Aos poucos, vários mitos sobre o envelhecimento vêm sendo quebrados. O que, aliás, é absolutamente salutar para uma sociedade em que as pessoas passam a viver mais – e devem fazer isso com qualidade. Um dos paradigmas em xeque, agora, é o de que os jovens são mais criativos que os mais maduros. Alguns estudos em áreas diferentes do conhecimento mostram que isso não é verdade. E que a criatividade dos 50+ é algo que tem de ser reconhecido – e exercitado.
Uma das pesquisas que investigou o tema foi realizada na Universidade de Ohio, nos Estados Unidos. Lá, o professor e pesquisador Bruce Weinberg e seus colegas se debruçaram sobre 31 ganhadores do Prêmio Nobel de Economia. Os trabalhos desses vencedores foram divididos entre os mais conceituais e os mais experimentais.
Concluiu-se, então, que os ganhadores que enveredaram pelo campo conceitual eram de fato mais jovens, com idades entre 25 e 29 anos. Por outro lado, os que levaram o Nobel de Economia com o foco em realizações experimentais chegaram ao auge do reconhecimento com idades entre 50 e 57 anos.
Criatividade nas diferentes fases da vida
Em entrevista ao Instituto de Longevidade Mongeral Aegon, o professor Bruce Weinberg explicou que “pessoas cujo trabalho é mais experimental e empírico tendem a alcançar seus melhores resultados em uma fase mais avançada da carreira, porque elas acumulam conhecimento”, afirma. “Pessoas cuja atuação é mais abstrata e conceitual tendem a fazer seus melhores trabalhos mais cedo em suas carreiras. Isso pode explicar, por exemplo, por que tantas companhias de internet são fundadas por jovens.”

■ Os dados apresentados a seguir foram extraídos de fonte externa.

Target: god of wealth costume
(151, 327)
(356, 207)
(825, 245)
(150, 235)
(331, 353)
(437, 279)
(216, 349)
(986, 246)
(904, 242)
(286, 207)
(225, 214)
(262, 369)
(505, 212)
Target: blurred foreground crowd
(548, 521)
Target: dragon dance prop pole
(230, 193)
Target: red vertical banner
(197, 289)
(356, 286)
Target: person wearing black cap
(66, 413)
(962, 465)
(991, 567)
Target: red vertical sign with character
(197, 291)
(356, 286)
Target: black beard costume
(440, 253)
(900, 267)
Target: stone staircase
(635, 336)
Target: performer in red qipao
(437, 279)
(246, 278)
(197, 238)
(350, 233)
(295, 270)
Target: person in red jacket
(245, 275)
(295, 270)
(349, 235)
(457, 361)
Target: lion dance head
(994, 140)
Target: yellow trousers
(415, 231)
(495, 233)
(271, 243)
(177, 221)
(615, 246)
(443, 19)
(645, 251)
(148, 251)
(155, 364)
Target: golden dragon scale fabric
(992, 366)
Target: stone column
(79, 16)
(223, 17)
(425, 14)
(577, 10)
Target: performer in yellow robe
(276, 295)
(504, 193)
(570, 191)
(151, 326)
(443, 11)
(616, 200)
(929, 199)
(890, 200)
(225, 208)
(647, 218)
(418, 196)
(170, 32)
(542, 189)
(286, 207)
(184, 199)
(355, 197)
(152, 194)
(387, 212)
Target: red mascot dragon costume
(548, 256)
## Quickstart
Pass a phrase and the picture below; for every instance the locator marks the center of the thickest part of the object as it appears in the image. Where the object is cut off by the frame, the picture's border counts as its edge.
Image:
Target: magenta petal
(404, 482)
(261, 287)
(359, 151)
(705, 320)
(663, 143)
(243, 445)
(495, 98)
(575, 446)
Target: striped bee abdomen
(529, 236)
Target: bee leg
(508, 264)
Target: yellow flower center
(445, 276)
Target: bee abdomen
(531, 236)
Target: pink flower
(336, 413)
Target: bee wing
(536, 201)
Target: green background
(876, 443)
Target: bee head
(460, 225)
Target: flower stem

Nesse sentido, o conselho do pesquisador é para que os mais maduros de fato tirem proveito do diferencial dos conhecimentos reunidos ao longo da vida. “Eu diria que alguém cujo trabalho é mais empírico ou experimental deve seguir atuando em questões com esse perfil, para que aproveite na aplicação prática a vantagem do conhecimento que acumulou”, determina.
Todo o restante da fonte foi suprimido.